SPECjbb2005

SPECjbb2005 from SPEC (Standard Performance Evaluation Corporation) evaluates the performance of server side Java by emulating a three-tier client/server system with emphasis on the middle tier. Instead of testing with a possible disk intensive database system, SPECjbb uses tables of objects, implemented by Java Collections, rather than a separate database. The SPECjbb score thus depends on:
  • The JVM (Java Virtual Machine) and the way the JVM is tuned
  • CPU processing power
  • Caching and memory speed
  • Multiprocessing configuration (Scalability)
The latest version SPECjbb2005 is much more memory intensive and uses XML processing among other changes. From spec.org:
"SPECjbb2005 is a follow-on release to SPECjbb2000, which was inspired by the TPC-C benchmark and loosely follows the TPC-C specification for its schema, input generation, and transaction profile. SPECjbb2005 runs in a single JVM in which threads represent terminals, where each thread independently generates random input before calling transaction specific logic. There is neither network nor disk IO in SPECjbb2005."
SPECjbb starts up to two threads per core. For example, with Hyper-Threading enabled on our eight core/quad CPU Xeon MP 7030M system, 32 threads were started on the 16 logical CPUs. Each thread is a warehouse. Again from SPEC.org:
"A warehouse is a unit of stored data. It contains roughly 25MB of data stored in many objects in several Collections (HashMaps, TreeMaps). A thread represents an active user posting transaction requests within a warehouse. There is a one-to-one mapping between warehouses and threads, plus a few threads for SPECjbb2005 main and various JVM functions. As the number of warehouses increases during the full benchmark run, so does the number of threads. A "point" represents the throughput during the measurement interval at a given number of warehouses. A full benchmark run consists of a sequence of measurement points with an increasing number of warehouses (and thus an increasing number of threads)"
First we tested with some decent but rather generic tuning that we could use on all systems. The JVM was Sun's, version 1.5.0_08.
java -classpath jbb.jar:check.jar -Xms3072m -Xmx3072m -Xmn1024m -Xss128k -XX:+AggressiveOpts -XX:+UseParallelOldGC -XX:+UseParallelGC spec.jbb.JBBmain -propfile SPECjbb.props

Our first test is done with only one instance, and you might recall from our Xeon MP coverage that this is a setup that the Opteron does not like. Let us focus mostly on the Intel results. Interestingly, the "Core based" Xeon 5345 cannot outperform the "Pentium 4 based" Xeon MP 7130. The higher clock speed of the Xeon MP (3.2GHz) helps of course, but it is still a surprise, especially considering that the cache system of the Xeon 5345 is quite competitive (4MB low latency L2 per two cores) compared to the Xeon MP (1MB L2 per core, a high latency 8MB L3 per two cores). Clovertown has also the better memory subsystem, especially if you compare the memory latency (120 versus 195 ns).

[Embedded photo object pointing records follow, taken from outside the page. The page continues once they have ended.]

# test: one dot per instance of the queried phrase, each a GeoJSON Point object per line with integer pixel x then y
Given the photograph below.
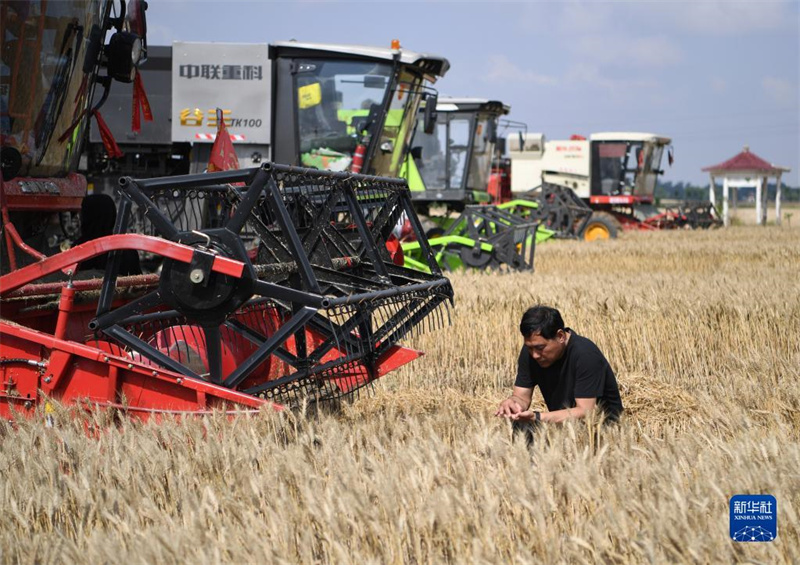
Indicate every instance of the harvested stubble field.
{"type": "Point", "coordinates": [703, 330]}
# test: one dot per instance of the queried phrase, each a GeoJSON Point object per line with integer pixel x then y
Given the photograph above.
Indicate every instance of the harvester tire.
{"type": "Point", "coordinates": [601, 225]}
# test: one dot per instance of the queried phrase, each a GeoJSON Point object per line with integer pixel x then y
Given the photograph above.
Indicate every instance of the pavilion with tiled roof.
{"type": "Point", "coordinates": [744, 170]}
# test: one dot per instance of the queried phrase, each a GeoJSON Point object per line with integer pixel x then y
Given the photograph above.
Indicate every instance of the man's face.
{"type": "Point", "coordinates": [546, 351]}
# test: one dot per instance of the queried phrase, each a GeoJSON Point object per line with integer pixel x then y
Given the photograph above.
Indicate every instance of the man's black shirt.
{"type": "Point", "coordinates": [582, 372]}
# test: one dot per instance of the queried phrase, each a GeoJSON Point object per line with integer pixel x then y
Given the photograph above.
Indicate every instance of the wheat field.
{"type": "Point", "coordinates": [702, 329]}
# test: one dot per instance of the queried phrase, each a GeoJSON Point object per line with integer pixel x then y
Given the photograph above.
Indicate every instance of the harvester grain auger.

Next, we also tested SPECjbb with four application instances. Using NUMActl, a clever utility written by Andi Kleen, we were able to bind each Java application to one CPU node on the HP DL585. We didn't bind instances to CPUs on the Intel platforms (it is possible with taskset) as it gives worse performance.

On the Opteron we used:
numactl -cpubind=(1-4) -membind=(1-4) java -classpath jbb.jar:check.jar -Xms3072m -Xmx3072m -Xmn1024m -Xss128k -XX:+AggressiveOpts -XX:+UseParallelOldGC -XX:+UseParallelGC spec.jbb.JBBmain -propfile SPECjbb.props -id (1-4)
On the Xeons we used:
java -classpath jbb.jar:check.jar -Xms3072m -Xmx3072m -Xmn1024m -Xss128k -XX:+AggressiveOpts -XX:+UseParallelOldGC -XX:+UseParallelGC spec.jbb.JBBmain -propfile SPECjbb.props -id (1 to 4)

As we have noticed before, the Xeons do not benefit from using more instances, while Opteron performance is boosted significantly. That is quite good news for AMD, as testing with multiple instances is more realistic according to most java people we talked to. The four dual core 2.4GHz Opterons outperform the 2.33GHz Xeon E5345 by a small margin. This really deserves more attention, as normally the core based CPUs are capable of outperforming similarly clocked Opterons by a 20% margin and more. We decided to check out the scaling of the different CPUs by testing with four and eight cores. We also tested the Opteron 880 with DDR-400. Unfortunately, we were not able to test with more than 8GB, so we could only test with two CPUs. The blue numbers are extrapolated numbers. The 2.8GHz Opteron numbers were based on the performance scaling we saw from 2.2GHz Opteron to a 2.4GHz Opteron.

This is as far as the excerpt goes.